Not just because he coined it in the first place, but because its meaning has been reduced to nothing more than an ironic punchline. That’s due to Rooney’s unending quest to have that standard lowered to a level of nothing more than acceptable, above average results.
McCarthy’s last few years in Dallas and Green Bay, prior to his 2025 sabbatical, are very much in line with that trend.
It’s clearly not what Rooney’s fanbase wanted. But he’s not paying attention to that. He’s petrified of ever having a losing season that might result in the need for an organizational reset. He’s content to maintain mediocrity in perpetuity.
Rooney will probably argue that this hire is breaking the mold. Tomlin, Bill Cowher and Chuck Noll were all in their mid-30s, first-time coaches on the defensive side of the ball.
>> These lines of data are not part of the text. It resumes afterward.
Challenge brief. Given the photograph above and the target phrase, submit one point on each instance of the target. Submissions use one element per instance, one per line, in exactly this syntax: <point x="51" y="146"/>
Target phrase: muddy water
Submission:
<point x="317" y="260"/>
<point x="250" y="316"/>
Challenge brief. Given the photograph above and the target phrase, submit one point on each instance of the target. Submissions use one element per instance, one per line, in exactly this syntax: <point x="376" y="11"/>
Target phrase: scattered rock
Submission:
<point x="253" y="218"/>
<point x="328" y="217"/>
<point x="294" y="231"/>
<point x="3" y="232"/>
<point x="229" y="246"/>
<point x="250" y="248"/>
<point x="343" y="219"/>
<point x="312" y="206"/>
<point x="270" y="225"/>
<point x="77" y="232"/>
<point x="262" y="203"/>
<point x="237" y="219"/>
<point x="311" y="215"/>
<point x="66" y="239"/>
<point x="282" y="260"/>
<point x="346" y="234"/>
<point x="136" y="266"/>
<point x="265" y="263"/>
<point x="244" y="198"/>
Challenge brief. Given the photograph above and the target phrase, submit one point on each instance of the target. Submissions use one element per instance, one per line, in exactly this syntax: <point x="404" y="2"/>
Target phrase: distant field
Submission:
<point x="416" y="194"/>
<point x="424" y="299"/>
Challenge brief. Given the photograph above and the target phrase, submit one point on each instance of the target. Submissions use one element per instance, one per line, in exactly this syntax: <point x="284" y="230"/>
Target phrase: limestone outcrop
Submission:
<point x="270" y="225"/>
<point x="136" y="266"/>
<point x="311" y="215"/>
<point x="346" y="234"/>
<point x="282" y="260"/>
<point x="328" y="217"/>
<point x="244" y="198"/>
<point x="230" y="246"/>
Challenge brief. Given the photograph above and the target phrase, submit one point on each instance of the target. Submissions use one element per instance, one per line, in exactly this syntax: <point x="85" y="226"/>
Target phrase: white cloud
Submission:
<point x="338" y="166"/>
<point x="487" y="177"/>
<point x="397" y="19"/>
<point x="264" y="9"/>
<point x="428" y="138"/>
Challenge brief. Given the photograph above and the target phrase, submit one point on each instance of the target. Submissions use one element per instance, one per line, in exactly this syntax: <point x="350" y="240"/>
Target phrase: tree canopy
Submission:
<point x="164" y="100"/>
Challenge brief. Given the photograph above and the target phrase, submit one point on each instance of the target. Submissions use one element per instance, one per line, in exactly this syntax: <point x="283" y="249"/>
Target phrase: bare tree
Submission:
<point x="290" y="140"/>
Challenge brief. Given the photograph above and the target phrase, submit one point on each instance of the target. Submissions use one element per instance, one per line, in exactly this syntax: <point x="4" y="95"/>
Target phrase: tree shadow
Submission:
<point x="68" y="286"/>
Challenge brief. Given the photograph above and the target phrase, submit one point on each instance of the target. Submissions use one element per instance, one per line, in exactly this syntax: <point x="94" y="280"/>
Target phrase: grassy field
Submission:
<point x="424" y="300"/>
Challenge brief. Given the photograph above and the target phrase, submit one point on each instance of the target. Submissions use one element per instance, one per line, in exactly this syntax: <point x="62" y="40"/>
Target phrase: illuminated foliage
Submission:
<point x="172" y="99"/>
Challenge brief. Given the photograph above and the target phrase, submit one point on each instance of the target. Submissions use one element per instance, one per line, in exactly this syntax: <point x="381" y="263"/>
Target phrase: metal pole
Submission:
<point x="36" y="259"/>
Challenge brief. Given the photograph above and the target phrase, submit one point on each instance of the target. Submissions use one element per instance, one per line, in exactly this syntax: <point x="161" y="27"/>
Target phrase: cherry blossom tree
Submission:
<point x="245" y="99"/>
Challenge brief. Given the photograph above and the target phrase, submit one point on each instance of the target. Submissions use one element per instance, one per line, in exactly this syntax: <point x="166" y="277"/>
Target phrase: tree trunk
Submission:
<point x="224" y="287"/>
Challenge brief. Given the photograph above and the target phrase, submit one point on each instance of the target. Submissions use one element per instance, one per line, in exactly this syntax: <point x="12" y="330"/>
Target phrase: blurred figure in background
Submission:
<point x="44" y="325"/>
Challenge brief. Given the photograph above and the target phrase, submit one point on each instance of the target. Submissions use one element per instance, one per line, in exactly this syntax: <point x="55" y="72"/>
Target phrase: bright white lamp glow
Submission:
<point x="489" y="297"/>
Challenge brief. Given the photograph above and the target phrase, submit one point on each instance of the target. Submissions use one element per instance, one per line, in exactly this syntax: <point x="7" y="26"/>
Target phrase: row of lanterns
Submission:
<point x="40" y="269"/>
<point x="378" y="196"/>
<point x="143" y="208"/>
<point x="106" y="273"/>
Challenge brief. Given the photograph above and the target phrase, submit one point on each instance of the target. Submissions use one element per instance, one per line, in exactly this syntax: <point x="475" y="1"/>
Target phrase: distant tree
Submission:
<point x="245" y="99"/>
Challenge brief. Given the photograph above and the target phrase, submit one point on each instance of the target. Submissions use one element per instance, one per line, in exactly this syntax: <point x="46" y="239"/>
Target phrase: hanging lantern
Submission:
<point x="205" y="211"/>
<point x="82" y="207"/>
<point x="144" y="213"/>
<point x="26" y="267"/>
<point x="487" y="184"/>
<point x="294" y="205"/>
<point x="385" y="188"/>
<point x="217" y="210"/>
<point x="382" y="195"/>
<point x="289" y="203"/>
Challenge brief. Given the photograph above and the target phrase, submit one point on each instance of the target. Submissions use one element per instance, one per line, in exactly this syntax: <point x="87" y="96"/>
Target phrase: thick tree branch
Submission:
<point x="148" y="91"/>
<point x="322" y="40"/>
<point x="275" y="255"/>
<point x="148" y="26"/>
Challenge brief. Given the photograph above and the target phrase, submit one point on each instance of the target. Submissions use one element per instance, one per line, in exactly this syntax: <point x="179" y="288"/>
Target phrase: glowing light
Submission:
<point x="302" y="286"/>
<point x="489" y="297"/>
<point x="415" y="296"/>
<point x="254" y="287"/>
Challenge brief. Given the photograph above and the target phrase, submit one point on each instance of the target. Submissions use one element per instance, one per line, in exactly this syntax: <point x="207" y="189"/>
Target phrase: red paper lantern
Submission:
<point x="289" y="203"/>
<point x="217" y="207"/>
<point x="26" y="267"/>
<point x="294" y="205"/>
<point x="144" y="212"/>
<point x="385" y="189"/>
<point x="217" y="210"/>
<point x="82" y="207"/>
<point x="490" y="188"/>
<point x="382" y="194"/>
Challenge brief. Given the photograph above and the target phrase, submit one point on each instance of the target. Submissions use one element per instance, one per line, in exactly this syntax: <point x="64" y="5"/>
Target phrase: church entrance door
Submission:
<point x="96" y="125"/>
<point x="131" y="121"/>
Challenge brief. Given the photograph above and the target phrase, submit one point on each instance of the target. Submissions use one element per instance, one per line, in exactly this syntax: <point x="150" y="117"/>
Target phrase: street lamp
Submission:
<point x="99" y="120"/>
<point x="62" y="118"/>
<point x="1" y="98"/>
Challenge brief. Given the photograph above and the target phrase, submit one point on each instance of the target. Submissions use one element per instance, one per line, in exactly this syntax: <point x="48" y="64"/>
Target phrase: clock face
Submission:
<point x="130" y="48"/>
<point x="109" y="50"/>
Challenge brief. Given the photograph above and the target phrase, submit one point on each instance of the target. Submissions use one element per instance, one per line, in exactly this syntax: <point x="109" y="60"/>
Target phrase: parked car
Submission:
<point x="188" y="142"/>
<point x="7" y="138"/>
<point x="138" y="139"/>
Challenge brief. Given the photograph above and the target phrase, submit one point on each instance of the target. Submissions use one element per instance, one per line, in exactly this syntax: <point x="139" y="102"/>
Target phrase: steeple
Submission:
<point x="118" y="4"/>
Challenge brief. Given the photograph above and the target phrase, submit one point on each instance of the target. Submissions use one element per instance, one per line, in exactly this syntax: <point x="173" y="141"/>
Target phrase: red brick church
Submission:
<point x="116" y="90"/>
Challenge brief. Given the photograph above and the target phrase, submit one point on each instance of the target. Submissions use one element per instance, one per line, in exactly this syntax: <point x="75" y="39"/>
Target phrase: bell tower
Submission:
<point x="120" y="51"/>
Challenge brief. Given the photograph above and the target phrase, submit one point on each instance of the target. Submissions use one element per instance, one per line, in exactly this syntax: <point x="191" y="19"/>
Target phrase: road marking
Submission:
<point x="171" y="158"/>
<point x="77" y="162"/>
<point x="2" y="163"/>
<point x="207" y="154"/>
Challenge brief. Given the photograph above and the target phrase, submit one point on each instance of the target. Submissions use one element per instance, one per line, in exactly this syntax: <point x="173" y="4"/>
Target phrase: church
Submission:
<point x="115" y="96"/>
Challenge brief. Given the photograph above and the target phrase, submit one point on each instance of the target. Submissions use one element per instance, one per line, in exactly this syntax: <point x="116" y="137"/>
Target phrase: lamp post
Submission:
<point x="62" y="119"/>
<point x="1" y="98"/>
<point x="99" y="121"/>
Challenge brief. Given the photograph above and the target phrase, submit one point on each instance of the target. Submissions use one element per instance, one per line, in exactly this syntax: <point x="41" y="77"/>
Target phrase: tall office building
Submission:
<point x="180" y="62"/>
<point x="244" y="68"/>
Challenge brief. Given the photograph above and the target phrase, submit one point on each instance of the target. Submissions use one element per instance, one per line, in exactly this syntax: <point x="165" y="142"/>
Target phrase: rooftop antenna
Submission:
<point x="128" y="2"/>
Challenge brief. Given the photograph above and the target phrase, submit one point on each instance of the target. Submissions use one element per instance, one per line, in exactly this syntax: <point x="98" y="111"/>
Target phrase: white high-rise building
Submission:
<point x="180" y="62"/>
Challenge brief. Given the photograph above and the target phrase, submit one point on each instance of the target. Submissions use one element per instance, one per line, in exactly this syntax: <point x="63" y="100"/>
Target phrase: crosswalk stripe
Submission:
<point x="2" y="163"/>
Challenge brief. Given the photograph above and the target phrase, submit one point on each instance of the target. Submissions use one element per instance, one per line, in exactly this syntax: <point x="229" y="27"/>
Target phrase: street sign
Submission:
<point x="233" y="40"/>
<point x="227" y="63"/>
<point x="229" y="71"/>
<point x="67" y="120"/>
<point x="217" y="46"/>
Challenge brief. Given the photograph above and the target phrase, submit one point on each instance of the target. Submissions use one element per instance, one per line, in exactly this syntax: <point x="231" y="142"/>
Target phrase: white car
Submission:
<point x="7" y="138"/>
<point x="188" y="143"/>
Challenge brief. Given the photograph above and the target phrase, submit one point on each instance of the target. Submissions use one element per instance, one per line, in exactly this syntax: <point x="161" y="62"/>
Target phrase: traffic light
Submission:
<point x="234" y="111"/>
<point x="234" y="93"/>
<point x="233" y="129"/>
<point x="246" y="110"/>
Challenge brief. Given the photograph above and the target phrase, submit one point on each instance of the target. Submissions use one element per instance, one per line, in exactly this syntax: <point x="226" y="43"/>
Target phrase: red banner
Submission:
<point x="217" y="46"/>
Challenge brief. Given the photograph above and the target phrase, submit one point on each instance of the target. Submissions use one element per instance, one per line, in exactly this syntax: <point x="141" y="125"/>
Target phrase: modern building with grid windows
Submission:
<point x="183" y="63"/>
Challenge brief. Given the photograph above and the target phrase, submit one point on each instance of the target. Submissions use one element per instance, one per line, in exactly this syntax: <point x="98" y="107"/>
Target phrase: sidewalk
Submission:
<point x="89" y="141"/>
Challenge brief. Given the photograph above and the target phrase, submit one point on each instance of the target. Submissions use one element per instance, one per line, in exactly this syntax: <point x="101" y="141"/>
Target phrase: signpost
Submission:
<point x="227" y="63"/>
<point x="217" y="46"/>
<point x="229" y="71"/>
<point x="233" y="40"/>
McCarthy is an offensive mind in his 60s and has twice served as an NFL head coach.
True. I acknowledged that about McCarthy as a potential candidate in the past. But he’s also a recycled coach who has been out of the business for a year (who just so happened to work with Khan 20 years ago in New Orleans) and had one playoff win in his last seven seasons before that. Plus, I’m not sure the entire sea of prospects was thoroughly navigated before making this choice.
Not to mention, do we really think McCarthy would’ve even gotten a phone call if he wasn’t from Pittsburgh? If McCarthy hailed from Greenville, S.C., instead of Greenfield, the Steelers still have a coaching vacancy, and McCarthy is holding out hope for another job.
But, hey, whereas Tomlin had his “Tomlinisms,” McCarthy can speak Yinzer and knows the back roads to the practice facility. How — or why — any of the colloquial charm matters, only Rooney can explain.
Which he won’t. He doesn’t need to. It’s his team. It’s his organizational goal.
That mission statement is clearer now than ever after hiring McCarthy: “The status quo is the status quo.”
I’m sure that’ll look great outside the locker room door.